Tänak n'a inscrit aucun point dans la Power Stage quand Ogier en a marqué cinq et Neuville trois. Il compte désormais quatre longueurs d'avance sur le Français au Championnat et dix sur le Belge. Il s'agit du cinquième succès pour Ogier au Mexique, après 2013, 2014, 2015, chez Volkswagen, et 2018, pour Ford M-Sport. Celui-ci arrive au bon moment, après un Rallye de Suède à oublier (29e à près de 25 min, 2 points dans la Power Stage) qui avait vu Ogier reculer de la première à la troisième place du championnat, à 16 longueurs de Tänak et 9 de Neuville. 

Le Français a pris la tête des opérations vendredi à la faveur de l'abandon du précédent leader, le Norvégien Andreas Mikkelsen (Hyundai), pour accroître son avance samedi malgré une journée rocambolesque (crevaison, spéciale neutralisée, sortie de route sans gravité, avarie technique). Il a résisté ce dimanche aux assauts de Tänak (2 meilleurs temps en spéciales). 

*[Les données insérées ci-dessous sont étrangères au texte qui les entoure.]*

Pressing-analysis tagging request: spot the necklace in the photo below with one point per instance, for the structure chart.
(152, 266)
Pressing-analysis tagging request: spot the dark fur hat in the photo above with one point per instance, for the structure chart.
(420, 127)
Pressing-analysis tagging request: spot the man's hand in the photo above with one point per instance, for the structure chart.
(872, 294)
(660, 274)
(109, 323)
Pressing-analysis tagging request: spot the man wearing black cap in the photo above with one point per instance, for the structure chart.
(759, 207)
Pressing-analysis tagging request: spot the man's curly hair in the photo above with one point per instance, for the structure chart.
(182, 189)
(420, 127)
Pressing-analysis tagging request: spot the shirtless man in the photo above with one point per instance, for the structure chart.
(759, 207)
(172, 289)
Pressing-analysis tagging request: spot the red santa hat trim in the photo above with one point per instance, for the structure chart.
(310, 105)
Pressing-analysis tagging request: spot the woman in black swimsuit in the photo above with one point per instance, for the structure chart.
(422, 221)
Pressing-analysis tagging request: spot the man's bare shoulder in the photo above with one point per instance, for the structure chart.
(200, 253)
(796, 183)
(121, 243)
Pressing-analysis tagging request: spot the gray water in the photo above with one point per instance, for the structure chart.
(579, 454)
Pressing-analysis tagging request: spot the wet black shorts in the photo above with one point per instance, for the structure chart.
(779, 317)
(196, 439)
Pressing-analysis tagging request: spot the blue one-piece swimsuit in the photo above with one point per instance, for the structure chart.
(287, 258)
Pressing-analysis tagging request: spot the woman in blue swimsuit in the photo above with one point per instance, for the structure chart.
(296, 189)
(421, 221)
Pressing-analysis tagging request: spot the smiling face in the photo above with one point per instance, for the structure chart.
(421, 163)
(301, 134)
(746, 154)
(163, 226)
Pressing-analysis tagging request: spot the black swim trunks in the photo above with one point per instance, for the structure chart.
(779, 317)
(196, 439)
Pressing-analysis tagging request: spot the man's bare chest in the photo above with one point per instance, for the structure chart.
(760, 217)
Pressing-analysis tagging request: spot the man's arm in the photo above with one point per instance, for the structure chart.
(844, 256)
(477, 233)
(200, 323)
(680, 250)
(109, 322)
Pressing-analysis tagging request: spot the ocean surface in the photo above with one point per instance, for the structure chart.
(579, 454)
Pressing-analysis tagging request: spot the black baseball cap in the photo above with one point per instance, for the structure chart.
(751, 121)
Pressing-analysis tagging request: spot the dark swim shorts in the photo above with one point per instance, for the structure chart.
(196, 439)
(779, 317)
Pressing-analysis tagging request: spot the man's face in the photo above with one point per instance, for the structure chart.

Outre le retour d'Ogier avec la manière, on aura d'ailleurs remarqué la performance de Tänak. L'Estonien ne s'est pas laissé impressionner par la tâche d'ouvrir la route, et donc de balayer la piste, qui lui incombait vendredi pour la première fois, en tant que leader du classement des pilotes. Il a fait le dos rond avant de construire son retour grâce à un ordre de départ plus favorable samedi et dimanche, quand Neuville se montrait peu à l'aise, et alors que ses autres rivaux (Lappi, Latvala, Mikkelsen, Sordo, Meeke, Suninen) étaient victimes les uns après les autres d'avaries ou de sorties de route.